The fleck of gold in this picture http://www.gold-nuggets.org/images/nughnd.jpg apparently weighs 1 gram. Our 1 inch radius sphere would have to weigh 0.082 grams at the most to float. It’s difficult enough making a 1 inch radius sphere of anything which would weigh as little as this, let alone one strong enough that would float. Let’s take gold as an example. It’s not particularly strong, and fairly heavy, but even so, I have the figures to hand…

Gold weighs 19.3 g per cubic centimetre, and we’d need to use a maximum of 0.082 grams of it. That’s about ½35 of a cm³. Spread this over the area of the outside of our sphere (which is 12.6 in², or 81cm²) and you get ½35cm² (0.00426cm³) divided by 81, which is 0.00005259cm, which is the thickness that the walls of your sphere would have to be (made from gold). If you then bear in mind that the average human hair is 0.01, this means the walls of your sphere would be 200 times thinner than a human hair to still be under the weight, while still containing a pressure differential of about half of what’s in an average bicycle tyre.

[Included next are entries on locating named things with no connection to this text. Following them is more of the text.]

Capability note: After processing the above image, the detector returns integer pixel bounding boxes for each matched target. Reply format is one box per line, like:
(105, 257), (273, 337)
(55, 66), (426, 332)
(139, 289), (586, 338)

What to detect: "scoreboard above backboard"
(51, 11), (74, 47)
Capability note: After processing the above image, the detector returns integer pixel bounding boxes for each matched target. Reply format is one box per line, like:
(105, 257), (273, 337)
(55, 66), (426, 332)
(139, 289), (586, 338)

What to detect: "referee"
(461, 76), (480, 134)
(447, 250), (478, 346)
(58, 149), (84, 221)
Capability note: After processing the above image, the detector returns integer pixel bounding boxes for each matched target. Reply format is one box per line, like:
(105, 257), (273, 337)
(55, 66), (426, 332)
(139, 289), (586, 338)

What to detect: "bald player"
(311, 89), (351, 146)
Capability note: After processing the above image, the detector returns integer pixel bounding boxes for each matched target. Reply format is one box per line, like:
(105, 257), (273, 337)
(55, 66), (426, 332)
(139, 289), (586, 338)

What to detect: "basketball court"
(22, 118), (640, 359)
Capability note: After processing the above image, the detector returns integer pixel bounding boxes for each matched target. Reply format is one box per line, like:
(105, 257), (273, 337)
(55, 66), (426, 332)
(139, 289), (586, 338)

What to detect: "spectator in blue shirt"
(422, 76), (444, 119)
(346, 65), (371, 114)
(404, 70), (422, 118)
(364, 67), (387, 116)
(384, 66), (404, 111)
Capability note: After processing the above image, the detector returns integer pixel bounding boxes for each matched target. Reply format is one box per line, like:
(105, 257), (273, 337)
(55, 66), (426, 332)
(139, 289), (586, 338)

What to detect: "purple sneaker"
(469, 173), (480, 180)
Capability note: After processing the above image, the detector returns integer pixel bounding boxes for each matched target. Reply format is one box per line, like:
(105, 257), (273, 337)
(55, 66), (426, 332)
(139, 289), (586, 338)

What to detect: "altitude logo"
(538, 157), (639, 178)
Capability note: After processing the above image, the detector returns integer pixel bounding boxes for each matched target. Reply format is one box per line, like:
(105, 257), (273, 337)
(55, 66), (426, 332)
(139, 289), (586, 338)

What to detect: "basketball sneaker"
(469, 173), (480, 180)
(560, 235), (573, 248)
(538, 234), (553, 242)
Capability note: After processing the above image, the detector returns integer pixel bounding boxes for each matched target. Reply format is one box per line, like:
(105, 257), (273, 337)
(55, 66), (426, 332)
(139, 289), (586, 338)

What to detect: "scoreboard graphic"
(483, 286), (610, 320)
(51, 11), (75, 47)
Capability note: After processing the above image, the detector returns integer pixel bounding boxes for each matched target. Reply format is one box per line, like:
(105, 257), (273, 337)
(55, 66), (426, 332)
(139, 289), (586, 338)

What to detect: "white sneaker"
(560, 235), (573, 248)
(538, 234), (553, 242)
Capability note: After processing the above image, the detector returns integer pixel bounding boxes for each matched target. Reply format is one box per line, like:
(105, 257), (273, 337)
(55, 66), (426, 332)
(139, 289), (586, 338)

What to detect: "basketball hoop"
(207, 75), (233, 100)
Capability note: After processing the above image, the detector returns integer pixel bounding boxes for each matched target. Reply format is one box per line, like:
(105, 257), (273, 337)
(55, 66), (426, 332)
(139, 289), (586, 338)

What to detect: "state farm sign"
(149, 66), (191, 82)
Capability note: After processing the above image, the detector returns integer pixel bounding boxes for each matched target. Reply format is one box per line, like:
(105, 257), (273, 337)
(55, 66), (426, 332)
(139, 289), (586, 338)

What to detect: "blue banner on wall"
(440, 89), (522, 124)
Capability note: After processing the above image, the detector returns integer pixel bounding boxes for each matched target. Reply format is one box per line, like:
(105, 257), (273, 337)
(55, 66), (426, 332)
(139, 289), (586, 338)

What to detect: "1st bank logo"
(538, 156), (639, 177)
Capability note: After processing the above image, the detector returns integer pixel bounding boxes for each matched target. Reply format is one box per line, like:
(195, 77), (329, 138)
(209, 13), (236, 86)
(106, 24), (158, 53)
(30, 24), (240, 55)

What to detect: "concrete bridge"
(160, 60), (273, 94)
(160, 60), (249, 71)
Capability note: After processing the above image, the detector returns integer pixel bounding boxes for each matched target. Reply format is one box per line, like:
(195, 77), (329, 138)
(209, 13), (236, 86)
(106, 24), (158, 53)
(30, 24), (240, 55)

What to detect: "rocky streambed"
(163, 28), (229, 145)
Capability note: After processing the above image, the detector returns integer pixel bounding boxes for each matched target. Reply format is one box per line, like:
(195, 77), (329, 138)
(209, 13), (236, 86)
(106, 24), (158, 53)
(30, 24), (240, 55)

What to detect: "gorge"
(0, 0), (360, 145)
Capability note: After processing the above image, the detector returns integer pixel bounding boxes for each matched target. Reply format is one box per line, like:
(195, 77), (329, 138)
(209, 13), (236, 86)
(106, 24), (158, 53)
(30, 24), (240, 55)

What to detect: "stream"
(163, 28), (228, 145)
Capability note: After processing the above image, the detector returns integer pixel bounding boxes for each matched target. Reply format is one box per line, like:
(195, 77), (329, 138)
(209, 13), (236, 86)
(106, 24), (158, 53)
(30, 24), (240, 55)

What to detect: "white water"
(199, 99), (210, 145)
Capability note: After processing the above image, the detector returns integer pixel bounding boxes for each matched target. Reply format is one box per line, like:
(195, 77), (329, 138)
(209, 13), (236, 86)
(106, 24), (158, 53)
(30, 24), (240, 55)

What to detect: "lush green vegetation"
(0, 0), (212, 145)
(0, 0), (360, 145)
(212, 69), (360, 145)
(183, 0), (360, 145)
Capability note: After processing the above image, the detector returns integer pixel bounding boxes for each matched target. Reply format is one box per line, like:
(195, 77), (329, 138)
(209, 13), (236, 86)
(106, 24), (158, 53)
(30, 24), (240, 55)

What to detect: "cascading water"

So yeah, that’s the problem. You try making a sphere with walls 200 times thinner than a human hair, which is also strong enough.

akhmeteli's avatar

I agree, nobody has ever created a vacuum container light enough to float in air and strong enough to withstand atmospheric pressure.
However, according to my computations, it is possible to achieve this with currently available materials.
You may wish to look at our US patent application 20070001053 (11/517915) (at http://portal.uspto.gov/external/portal/pair enter the verification code and then 11/517915). We propose an evacuated sandwich spherical shell with two thin face sheets and a light core between them. Finite element analysis confirmed that the structure using commercially available materials (e.g., boron carbide face sheets and aluminum honeycomb core) can be light enough to float in air and strong enough to withstand the atmospheric pressure with decent safety factors for strength, buckling, and intracell buckling.
You can find some extra details in a less technical discussion at http://community.discovery.com/eve/forums/a/tpc/f/9701967776/m/16919855201/p/2 and further pages.
You may ask me why then I have not built such a vacuum balloon yet, if it is possible.
The answer is because I cannot do it alone (the required technologies exist, but they are pretty complex, so I cannot implement them in my kitchen:-)), and I don’t have the money to have it made by other people.